Seguendo quello che ho specificato in queste poche righe, non si faranno guai collegando i nostri amati apparati HIFI.

 

😘ATTENZIONE CHI E' INTERESSATO ALLE VARIE CARATTERISTICHE DELLE CASSE ACUSTICHE, PUO' CONTATTARMI: lucnose@yahoo.it

Casse CIZEK da parete e non. Sono casse non molto efficienti ma con un suono meraviglioso. Altissimo livello costruttivo e sonoro.

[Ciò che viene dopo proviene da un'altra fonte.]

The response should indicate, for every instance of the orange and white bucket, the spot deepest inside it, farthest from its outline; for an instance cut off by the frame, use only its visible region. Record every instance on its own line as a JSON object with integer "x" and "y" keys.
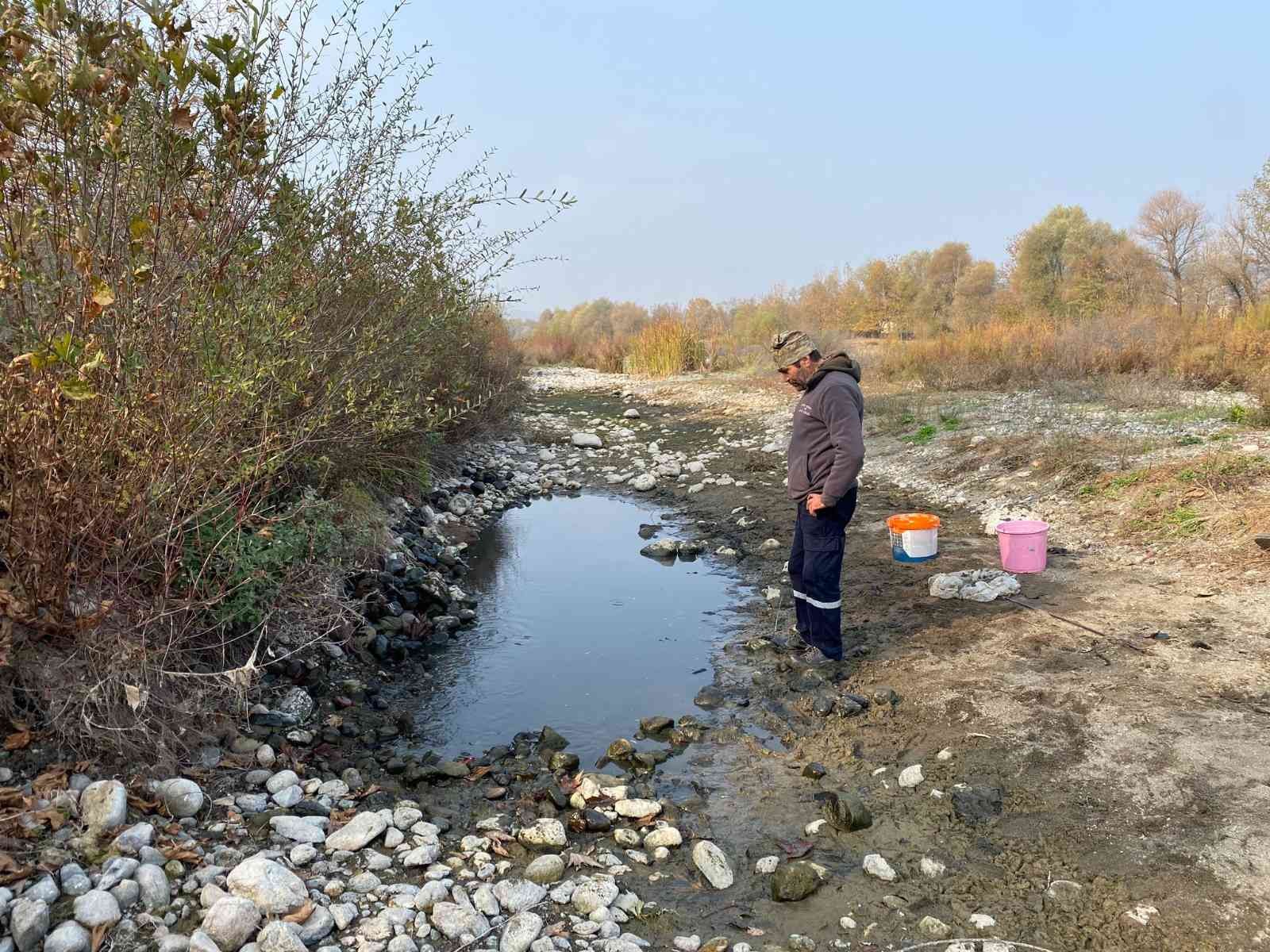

Casse CIZEK 3 . Suono meraviglioso.
Valutazione 300 euro

Casse acustiche AR 6 modificate dal sottoscritto. Sostituito tweeter originale con tweeter Peerless usato anche nelle casse Cizek One. Modificato anche pannello frontale come si vede completamente trasparente al suono e alla vista. Il suono di queste casse è veramente buono, molto più dei modelli con il tweeter originale. Sono pronto a farvele sentire.
Valutazione 400 euro.

Casse acustiche Allison One. Invendibili.

Nella prima pagina del sito ho raccontato il mio incontro con le Allison ONE e le peripezie iniziali dovute al mal funzionamento di un meedrange che dopo un po' di tempo si risolsero positivamente  

con la sostituzione dell'altoparlante, ma veniamo ai giorni nostri. Proprio poco tempo fa mi sono chiesto se le mie orecchie stavano andando indietro o ci fosse qualcosa di diverso perché le mie amate suonavano strano. Malissimo mi fece lo scoprire cosa era capitato ai woofer. In sequenza togliendo le coperture ho constatato lo sbriciolamento delle sospensioni dei quattro woofer.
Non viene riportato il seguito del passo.